Sobra dar la explicación periodística de la prioridad nacional, ya sabemos que es la propuesta estrella de VOX, la cuestión no es el suceso en sí, sino su significación. Sin una fórmula mínima de maquillaje lingüístico, no en vano, en eso consiste la simulada transgresión de los fascistas, decir lo que todos piensan y solo ellos se atreven a decir -como si hablar como un ignorante fuera valiente-, prioridad nacional es la reformulación del "los españoles primero" que los partidos fascistas, como Democracia Nacional o España 2000, consignaban hace más de 20 años. El caso es que, a quién se dirige el mensaje, a todos los que tienen DNI, a los blancos católicos, a los que hablan bien, con el acento de Castilla la vieja, a los que son muy hombres y no andan con mariconadas… qué tipo de limpieza de sangre hace falta para ser de los primeros, habrá que hacer como el siglo XV, ostentación de suciedad para demostrar ser cristiano viejo?

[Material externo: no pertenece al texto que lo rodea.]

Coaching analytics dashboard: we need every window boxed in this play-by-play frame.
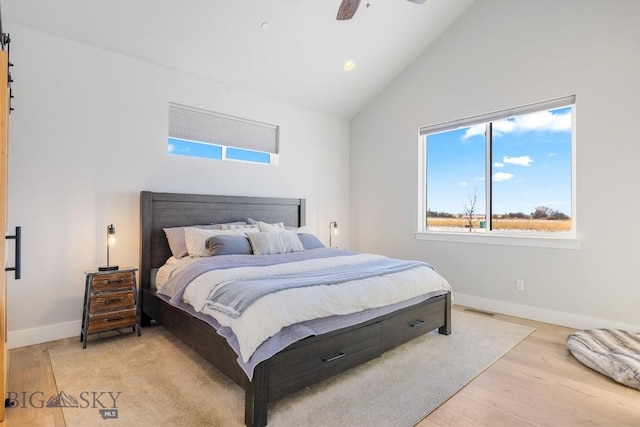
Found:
[167,103,279,164]
[418,96,575,241]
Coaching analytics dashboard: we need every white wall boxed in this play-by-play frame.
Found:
[350,0,640,329]
[4,22,349,347]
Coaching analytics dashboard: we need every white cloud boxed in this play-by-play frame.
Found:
[462,111,571,141]
[493,172,514,182]
[493,111,571,136]
[502,156,533,167]
[462,124,485,141]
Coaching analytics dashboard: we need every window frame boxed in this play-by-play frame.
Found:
[167,137,278,166]
[414,95,580,249]
[167,102,280,166]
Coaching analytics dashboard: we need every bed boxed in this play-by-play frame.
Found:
[138,191,451,426]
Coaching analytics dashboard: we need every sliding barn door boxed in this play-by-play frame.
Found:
[0,49,9,421]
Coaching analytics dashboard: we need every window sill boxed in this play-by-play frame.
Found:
[415,231,580,249]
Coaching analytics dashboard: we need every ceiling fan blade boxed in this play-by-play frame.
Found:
[336,0,360,21]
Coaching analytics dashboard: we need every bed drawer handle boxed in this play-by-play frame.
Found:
[322,351,347,362]
[409,319,424,328]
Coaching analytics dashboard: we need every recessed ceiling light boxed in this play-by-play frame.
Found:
[342,59,356,71]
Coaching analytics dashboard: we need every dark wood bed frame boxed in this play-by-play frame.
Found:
[138,191,451,427]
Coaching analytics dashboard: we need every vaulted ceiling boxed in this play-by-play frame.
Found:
[0,0,475,119]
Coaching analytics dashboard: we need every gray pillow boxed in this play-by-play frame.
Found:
[163,221,246,259]
[205,235,253,256]
[298,233,324,250]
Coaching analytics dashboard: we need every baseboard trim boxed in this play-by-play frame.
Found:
[453,292,638,331]
[7,293,638,349]
[7,320,82,350]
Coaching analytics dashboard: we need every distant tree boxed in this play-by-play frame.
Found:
[531,206,569,220]
[463,188,478,232]
[549,210,569,221]
[531,206,551,219]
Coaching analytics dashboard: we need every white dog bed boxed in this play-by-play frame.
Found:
[567,329,640,390]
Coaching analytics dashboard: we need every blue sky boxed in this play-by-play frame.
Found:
[427,108,572,216]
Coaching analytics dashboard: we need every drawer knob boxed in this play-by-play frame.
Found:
[409,319,424,328]
[322,351,347,362]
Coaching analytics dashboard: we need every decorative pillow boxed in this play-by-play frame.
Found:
[220,222,260,231]
[164,221,247,259]
[298,233,324,250]
[184,227,245,257]
[247,230,304,255]
[258,221,284,232]
[247,218,285,231]
[205,235,253,256]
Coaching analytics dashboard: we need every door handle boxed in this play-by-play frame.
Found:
[4,226,22,280]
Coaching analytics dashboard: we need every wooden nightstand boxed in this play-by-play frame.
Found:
[80,268,140,348]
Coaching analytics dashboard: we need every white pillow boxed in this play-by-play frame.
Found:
[247,230,304,255]
[258,221,284,232]
[184,227,245,257]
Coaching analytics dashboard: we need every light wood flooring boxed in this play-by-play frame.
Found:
[0,306,640,427]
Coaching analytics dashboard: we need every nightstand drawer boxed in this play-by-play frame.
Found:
[91,272,133,292]
[90,291,136,313]
[87,308,136,333]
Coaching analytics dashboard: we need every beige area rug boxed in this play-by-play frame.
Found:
[49,310,534,427]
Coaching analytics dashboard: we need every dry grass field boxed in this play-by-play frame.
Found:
[427,218,571,233]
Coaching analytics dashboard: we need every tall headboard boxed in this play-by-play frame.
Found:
[140,191,306,289]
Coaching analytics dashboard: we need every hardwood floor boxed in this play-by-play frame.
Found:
[418,307,640,427]
[0,306,640,427]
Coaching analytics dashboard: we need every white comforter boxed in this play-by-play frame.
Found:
[183,254,451,362]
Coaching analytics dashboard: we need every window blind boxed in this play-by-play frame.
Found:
[420,95,576,136]
[169,102,279,154]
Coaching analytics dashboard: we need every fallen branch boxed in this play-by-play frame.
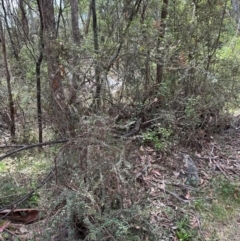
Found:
[0,139,69,161]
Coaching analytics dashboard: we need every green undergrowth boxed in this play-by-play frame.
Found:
[0,148,58,208]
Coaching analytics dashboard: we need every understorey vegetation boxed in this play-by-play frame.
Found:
[0,0,240,241]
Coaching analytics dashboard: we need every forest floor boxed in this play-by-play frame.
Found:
[0,123,240,241]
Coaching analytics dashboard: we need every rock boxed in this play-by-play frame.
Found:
[182,154,200,187]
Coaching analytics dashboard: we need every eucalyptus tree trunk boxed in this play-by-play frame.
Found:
[1,0,19,61]
[156,0,168,84]
[19,0,29,42]
[91,0,102,110]
[0,19,16,141]
[68,0,81,105]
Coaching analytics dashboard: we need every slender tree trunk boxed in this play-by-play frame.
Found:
[19,0,29,42]
[156,0,168,84]
[0,19,15,141]
[2,0,19,61]
[36,7,44,143]
[91,0,102,110]
[68,0,81,105]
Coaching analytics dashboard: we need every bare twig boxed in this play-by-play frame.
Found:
[0,139,69,161]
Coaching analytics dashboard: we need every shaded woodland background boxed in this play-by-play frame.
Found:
[0,0,240,240]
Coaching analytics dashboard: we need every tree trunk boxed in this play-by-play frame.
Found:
[2,0,19,61]
[19,0,29,43]
[156,0,168,84]
[91,0,102,110]
[0,19,15,141]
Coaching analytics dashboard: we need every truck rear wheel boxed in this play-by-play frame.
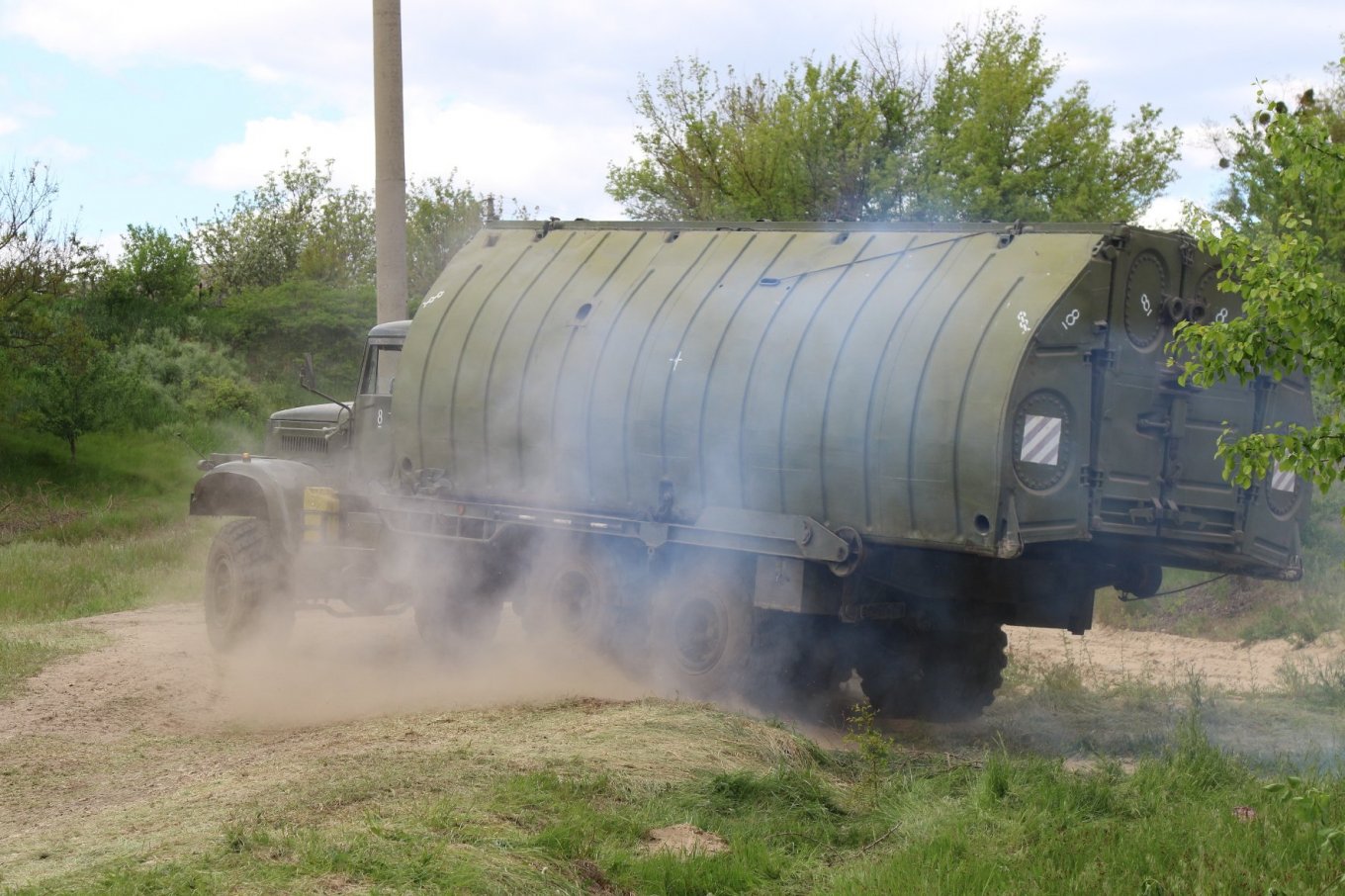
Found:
[858,626,1009,723]
[205,519,295,651]
[518,545,620,650]
[650,559,755,699]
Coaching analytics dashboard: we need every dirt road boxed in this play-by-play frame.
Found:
[0,604,1341,886]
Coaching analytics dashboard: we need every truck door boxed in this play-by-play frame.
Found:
[355,342,403,482]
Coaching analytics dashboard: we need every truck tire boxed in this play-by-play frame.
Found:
[750,609,852,717]
[415,585,503,660]
[519,545,620,651]
[920,626,1009,721]
[205,518,295,651]
[650,561,755,699]
[858,626,1009,723]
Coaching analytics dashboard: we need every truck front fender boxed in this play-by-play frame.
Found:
[188,458,324,552]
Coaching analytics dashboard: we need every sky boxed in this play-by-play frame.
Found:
[0,0,1345,255]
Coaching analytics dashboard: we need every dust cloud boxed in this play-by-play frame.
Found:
[213,607,650,728]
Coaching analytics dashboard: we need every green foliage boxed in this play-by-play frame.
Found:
[191,153,497,304]
[406,176,493,302]
[20,317,130,463]
[608,12,1178,221]
[86,224,201,337]
[115,329,264,426]
[915,12,1181,221]
[1173,53,1345,492]
[0,163,91,350]
[192,152,360,298]
[1213,48,1345,264]
[1266,775,1345,886]
[608,56,922,221]
[842,702,892,788]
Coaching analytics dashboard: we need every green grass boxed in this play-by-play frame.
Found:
[14,703,1345,895]
[0,428,213,697]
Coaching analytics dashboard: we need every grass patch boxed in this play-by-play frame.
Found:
[14,702,1345,893]
[1096,486,1345,645]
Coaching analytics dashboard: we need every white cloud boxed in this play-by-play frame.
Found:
[31,137,93,161]
[188,102,632,218]
[1139,197,1184,230]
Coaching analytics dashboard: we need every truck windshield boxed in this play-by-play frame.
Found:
[359,346,403,396]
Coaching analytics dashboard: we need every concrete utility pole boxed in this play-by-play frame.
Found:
[374,0,406,322]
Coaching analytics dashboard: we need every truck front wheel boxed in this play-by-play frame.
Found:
[650,559,756,699]
[205,519,295,651]
[415,585,501,660]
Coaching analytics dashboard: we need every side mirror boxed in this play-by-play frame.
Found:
[299,351,317,392]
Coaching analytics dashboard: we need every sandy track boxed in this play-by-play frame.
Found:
[0,604,1345,744]
[0,604,1341,886]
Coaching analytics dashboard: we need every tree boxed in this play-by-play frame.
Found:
[192,152,373,299]
[87,224,201,337]
[608,56,922,221]
[406,175,494,302]
[608,12,1180,220]
[20,317,132,463]
[1172,59,1345,490]
[0,163,89,350]
[191,152,499,303]
[913,12,1181,221]
[1211,51,1345,268]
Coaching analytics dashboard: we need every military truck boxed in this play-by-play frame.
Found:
[191,221,1311,718]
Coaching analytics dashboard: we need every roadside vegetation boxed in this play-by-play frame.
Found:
[0,669,1345,893]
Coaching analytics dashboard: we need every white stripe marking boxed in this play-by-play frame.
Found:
[1270,462,1298,493]
[1019,414,1065,467]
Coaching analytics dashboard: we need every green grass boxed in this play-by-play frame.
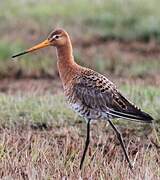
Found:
[0,0,160,40]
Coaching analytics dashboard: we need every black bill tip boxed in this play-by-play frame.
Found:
[12,51,28,58]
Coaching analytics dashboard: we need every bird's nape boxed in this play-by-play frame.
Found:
[12,39,51,58]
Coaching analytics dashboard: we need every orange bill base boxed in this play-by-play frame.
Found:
[12,51,28,58]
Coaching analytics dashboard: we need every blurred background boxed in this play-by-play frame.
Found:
[0,0,160,177]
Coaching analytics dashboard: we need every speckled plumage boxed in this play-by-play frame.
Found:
[64,67,151,124]
[12,29,153,170]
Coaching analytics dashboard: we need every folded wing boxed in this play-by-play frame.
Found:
[74,70,153,123]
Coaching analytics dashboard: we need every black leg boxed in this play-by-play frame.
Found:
[80,119,91,169]
[108,119,133,170]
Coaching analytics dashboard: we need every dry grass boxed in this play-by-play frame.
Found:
[0,86,160,180]
[0,123,160,180]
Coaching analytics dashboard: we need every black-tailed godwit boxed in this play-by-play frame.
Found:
[12,29,153,169]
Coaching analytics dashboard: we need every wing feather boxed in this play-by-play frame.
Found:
[74,70,153,122]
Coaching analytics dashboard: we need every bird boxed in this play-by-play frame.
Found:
[12,29,153,170]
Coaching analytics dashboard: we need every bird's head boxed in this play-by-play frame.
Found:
[12,29,69,58]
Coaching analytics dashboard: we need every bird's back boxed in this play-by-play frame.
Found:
[64,66,153,122]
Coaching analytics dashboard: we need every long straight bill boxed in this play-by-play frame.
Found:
[12,39,51,58]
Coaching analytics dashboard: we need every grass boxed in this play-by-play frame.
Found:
[0,86,160,179]
[0,0,160,180]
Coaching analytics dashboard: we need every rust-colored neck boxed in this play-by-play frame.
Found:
[57,37,78,86]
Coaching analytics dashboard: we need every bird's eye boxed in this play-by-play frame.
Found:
[54,35,60,39]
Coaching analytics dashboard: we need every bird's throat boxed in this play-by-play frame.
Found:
[57,43,77,86]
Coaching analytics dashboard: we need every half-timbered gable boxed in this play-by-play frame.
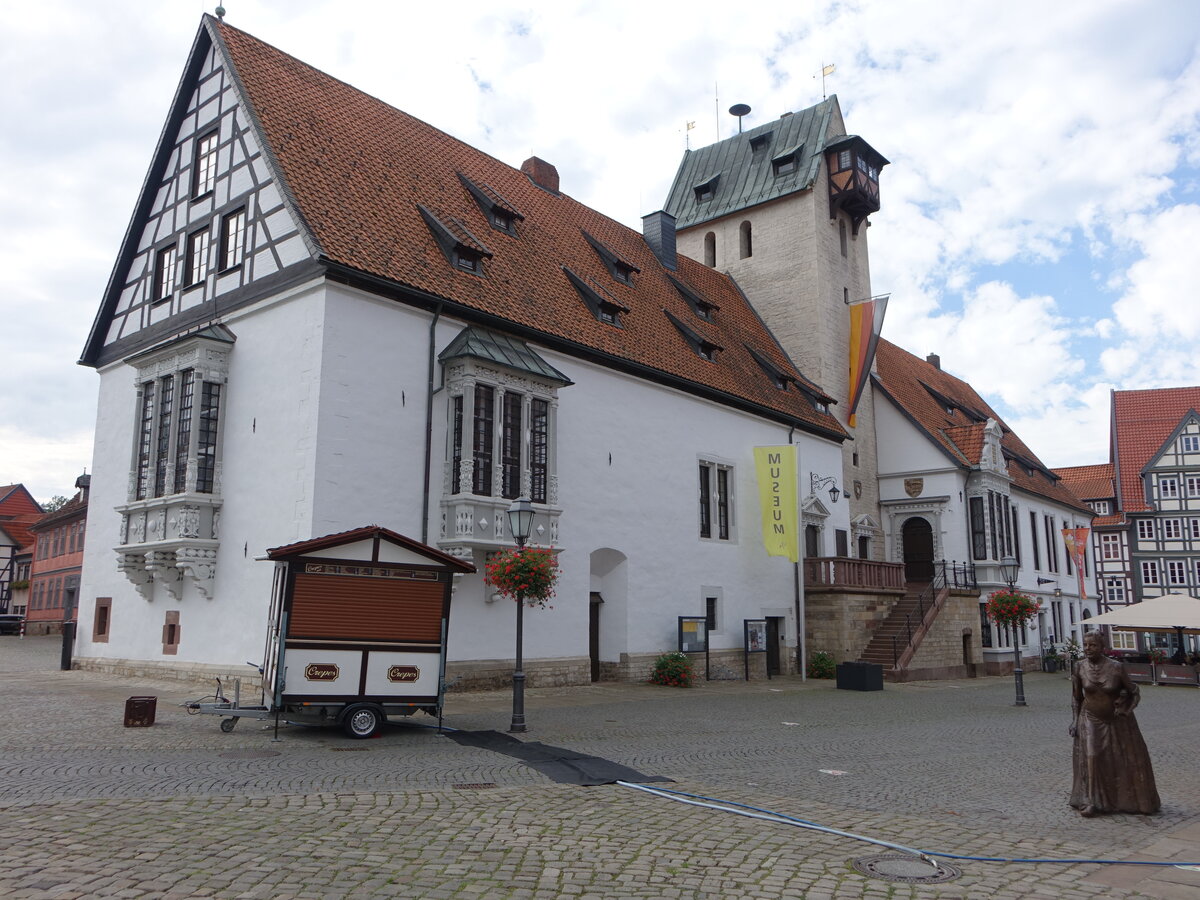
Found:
[72,17,851,684]
[874,341,1096,660]
[83,29,312,364]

La consigna de los españoles primero es importante porque hará efecto en aquellos sectores útiles para el fascismo, el proletariado desclasado y aspiracional que se cree clase media por vivir más hipotecado, los fachapobres. Cuando la relación es de subordinación, cuando los únicos extranjeros que conoces son la limpiadora de tu casa, el conserje de tu edificio, o el camarero que te atiende, lo de los españoles primero no tiene mucho sentido, pero cuando tienes que compartir espacios, servicios y derechos interesadamente degradados, entonces ese mensaje se convierte en la explicación fácil a tus problemas. Atacas al de al lado porque no ves al de arriba, porque el conflicto, no es entre españoles y extranjeros, es entre ricos y pobres, es lucha de clases. Con la retórica de cómo vas a quitar el pan a un hijo para dárselo al de fuera, lo que argumentan es el reparto de la pobreza, normalizan la escasez y problematizan la clase obrera. Mientras cae el nivel de vida y aumenta la pobreza, logran el dos por uno, el ejercito de reserva del capital que compite por satisfacer las demandas del patrón, y los escuadrones de camisas pardas, negras o azueles que salen de cacería para sembrar la política del miedo.

El esperpento consistía de retratar la realidad con espejos cóncavos, acentuado sus rasgos más grotescos, pero con el fascismo sobran los espejos cóncavos, la realidad se vuelve en sí grotesca, y del biopoder que domina estableciendo lo que debe ser biológicamente normal, pasamos a la necropolítica del quién tiene derecho a vivir y quién debe morir. En los últimos 40 años, sin socialismo real, los servicios públicos se están liquidando, los derechos sociales en extinción, el colonialismo y la guerra desatados, gana el fascismo y su miseria nacional. Solo en el socialismo hay futuro.